Scott Saunders, the Information Security Officer at the Sacramento Municipal Utility District, articulates a similar point of view. “The threat identified by Aurora is one that many utilities, under a system perspective scheme, already had devices in place,” he says. “When you get down to the engineering of that: it’s a physical issue and there are controls available. ”
Like other power industry officials, Mr. Saunders was reluctant to discuss specific defenses that his employer has used. And he chose his words carefully when asked about the real significance of the Aurora test. “Its not a hot topic,” says Saunders. “How can I characterize this? Aurora is a threat that we have – but a threat that we have mitigated. For that reason we are concentrating on other emerging threats.”
That's a mistake, according to Perry Pederson, who was director of control systems security program (CSSP) at the Department of Homeland Security when the Aurora test was conducted.
“It’s a vulnerability,” says Mr. Pederson of Aurora. “If it were the consequence of one system, one generator, one power plant – that would be inconsequential,” he says. But Aurora applies to “anything running synchronously to the grid,” Pederson notes – a much larger set of potential targets.
Now, with the discovery of malware such as BlackEnergy, both Pederson and Weiss say the utilities should be even more concerned about an Aurora-like attacks.
The industry doesn’t share that view. Asked whether the BlackEnergy news has changed the industry’s assessment of the viability of an Aurora-like attack, NERC chief executive Cauley says: "To date, there have been no reports of a BlackEnergy impact to generators and the bulk power system."

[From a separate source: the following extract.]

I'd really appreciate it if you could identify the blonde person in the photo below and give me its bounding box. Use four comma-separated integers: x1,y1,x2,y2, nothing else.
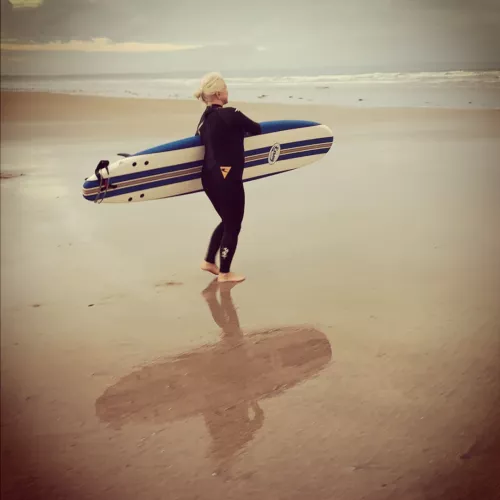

Utilities and their industry representatives maintain that securing critical infrastructure from cyberattack is all about risk management: leveraging excellent and comprehensive intelligence to understand the threats that exist and taking reasonable precautions against them.
“You can have all the controls in place, but there are more bad actors than good actors defending critical infrastructure,” says Saunders from Sacramento Municipal Utility District. “It’s going to be impossible to zero proof against threat actors.”
The proper approach is to manage risk. Saunders compares it to automotive safety. “I can’t wake up this morning and get in car and say, ‘No matter how I get hit, I’ll be fine.’ " In that case, the solution is to buy cars with safety features such as air bags and to stop at red lights.
The same model applies to protecting critical infrastructure, he says. “I do all these things to minimize risk and its okay in every part of my life and every other sector. We need to decide that it’s okay in our sector, too.”
But Pederson, who is now a principal at Langner Associates, a critical infrastructure consulting firm, argues that there is too much reliance within the power industry on risk-based calculations taken from the business world, that are ill-suited to the protection of critical national infrastructure.
“There are all these convoluted risk calculations,” says Pederson. “When you take a risk-based approach to Aurora, the risk looks pretty low and therefore there is no compelling argument to spend money.”
But Pederson says the cost of failure is so high that utilities should hold themselves to a higher standard – one closer to the standard used in the nuclear power sector, which sets a high bar for assurance for both critical systems and down-stream support systems.
“Let’s set Aurora aside for the moment and say that it’s a valid vulnerability and everyone fixed it,” says Pederson. “What I try to point out to folks is how much effort went into finding it. It didn’t drop out of the sky," he says. "Those kind of vulnerabilities – who knows how many of them there are? There are untold numbers.”